Não é ficção, é realidade. Acontece todos os dias em escolas portuguesas, onde o modelo pedagógico ainda se agarra a um autoritarismo obsoleto, herdado de épocas em que a educação era sinónimo de disciplina militar e não de desenvolvimento humano. Mas algo vai mal, profundamente mal, quando confundimos obediência cega com excelência académica. A ciência educacional há muito que nos avisa: este tipo de abordagem reprime a criatividade e a motivação intrínseca, conceitos chave na teoria da autodeterminação de Deci e Ryan, que defendem que a verdadeira aprendizagem surge quando os alunos se sentem autónomos, competentes e conectados. Em vez de fomentar um ambiente onde o erro é parte do processo, como Piaget nos ensinou com a sua epistemologia genética, onde o conhecimento se constrói através da interação ativa com o mundo –, estamos a criar gerações de jovens que associam a escola a um lugar de supressão, não de exploração.
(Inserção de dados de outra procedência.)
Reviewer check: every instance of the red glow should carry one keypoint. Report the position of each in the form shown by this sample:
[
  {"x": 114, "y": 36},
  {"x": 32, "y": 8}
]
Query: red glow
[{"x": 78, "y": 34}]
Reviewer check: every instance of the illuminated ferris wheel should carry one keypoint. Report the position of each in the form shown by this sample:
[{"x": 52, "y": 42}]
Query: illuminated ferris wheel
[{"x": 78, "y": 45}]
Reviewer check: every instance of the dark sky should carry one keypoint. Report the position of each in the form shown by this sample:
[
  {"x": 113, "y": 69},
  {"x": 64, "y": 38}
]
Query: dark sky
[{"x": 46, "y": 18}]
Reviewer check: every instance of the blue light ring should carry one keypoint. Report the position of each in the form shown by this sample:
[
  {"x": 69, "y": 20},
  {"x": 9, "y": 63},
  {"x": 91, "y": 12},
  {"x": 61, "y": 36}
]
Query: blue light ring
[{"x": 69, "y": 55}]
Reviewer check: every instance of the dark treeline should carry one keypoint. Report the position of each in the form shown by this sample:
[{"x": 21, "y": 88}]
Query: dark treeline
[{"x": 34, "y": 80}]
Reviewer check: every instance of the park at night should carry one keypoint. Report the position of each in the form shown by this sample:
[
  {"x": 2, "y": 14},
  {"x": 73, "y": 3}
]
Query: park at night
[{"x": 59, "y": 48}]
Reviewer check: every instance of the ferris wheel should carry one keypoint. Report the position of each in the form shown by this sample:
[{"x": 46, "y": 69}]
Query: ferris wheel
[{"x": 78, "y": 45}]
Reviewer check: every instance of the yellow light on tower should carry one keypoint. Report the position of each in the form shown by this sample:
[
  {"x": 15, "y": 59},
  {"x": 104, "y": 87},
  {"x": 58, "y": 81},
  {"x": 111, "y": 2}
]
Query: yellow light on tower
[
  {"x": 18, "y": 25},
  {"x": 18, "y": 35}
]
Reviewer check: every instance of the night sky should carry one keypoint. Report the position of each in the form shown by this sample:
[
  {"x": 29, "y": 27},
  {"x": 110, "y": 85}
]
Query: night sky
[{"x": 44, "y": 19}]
Vejamos outro exemplo, igualmente verídico e desconcertante: numa aula de ciências, grupos de alunos trabalham afincadamente numa experiência prática, daqueles momentos raros em que a teoria ganha vida e os olhos brilham com curiosidade genuína. Uma aluna, eufórica com a iminência do resultado imagine, o coração a bater forte, a mente a fervilhar de hipóteses, levanta-se para espreitar o tubo de ensaio do grupo vizinho. "Senta-te! Cala-te! Ou levas falta e vais para a rua!" ameaça a professora, repetidamente, como se o entusiasmo fosse uma ameaça ao ordem estabelecida. Aqui, o ridículo atinge o patético: estamos a punir a euforia natural da descoberta, o mesmo fogo que Vygotsky descrevia como essencial na zona de desenvolvimento proximal, onde a colaboração e o diálogo entre pares impulsionam o crescimento cognitivo. Estudos recentes, como os publicados na ultima edição do Journal of Educational Psychology, demonstram que ambientes pedagógicos ativos, com espaço para o movimento e a expressão emocional, melhoram não só a retenção de conhecimento, mas também o bem-estar psicológico dos alunos, reduzindo taxas de burnout e abandono escolar. Em Portugal, onde as estatísticas do PISA nos colocam consistentemente abaixo da média da OCDE em competências como o pensamento crítico e a resolução de problemas, insistir nesta pedagogia passiva é como tentar curar uma ferida com sal: agrava o problema.
A emergência de uma mudança no modelo pedagógico não é um capricho de académicos como eu, que dedicam vidas a investigar estas dinâmicas; é uma necessidade imperiosa, ditada pela evolução da sociedade. Vivemos numa era de inovação acelerada, onde o conhecimento não é estático, mas fluido, exigindo posturas professorais que incentivem a colaboração, a experimentação e a resiliência. Mudar a pedagogia significa abraçar abordagens como a aprendizagem baseada em projetos ou o flipped classroom, onde os alunos não são meros recetores, mas cocriadores do saber. A neurociência apoia isto: o cérebro aprende melhor quando envolvido emocionalmente, como mostram as pesquisas de Immordino-Yang sobre a importância das emoções na cognição. Professores que insistem no silêncio opressivo estão, inadvertidamente, a sabotar este processo, criando salas de aula que mais parecem prisões do que laboratórios de ideias.
E no entanto, resistimos. Por inércia, por medo do caos, por falta de formação contínua, que, aliás, é cronicamente insuficiente no nosso sistema educativo. Mas quem quer faz, quem não quer arranja desculpas.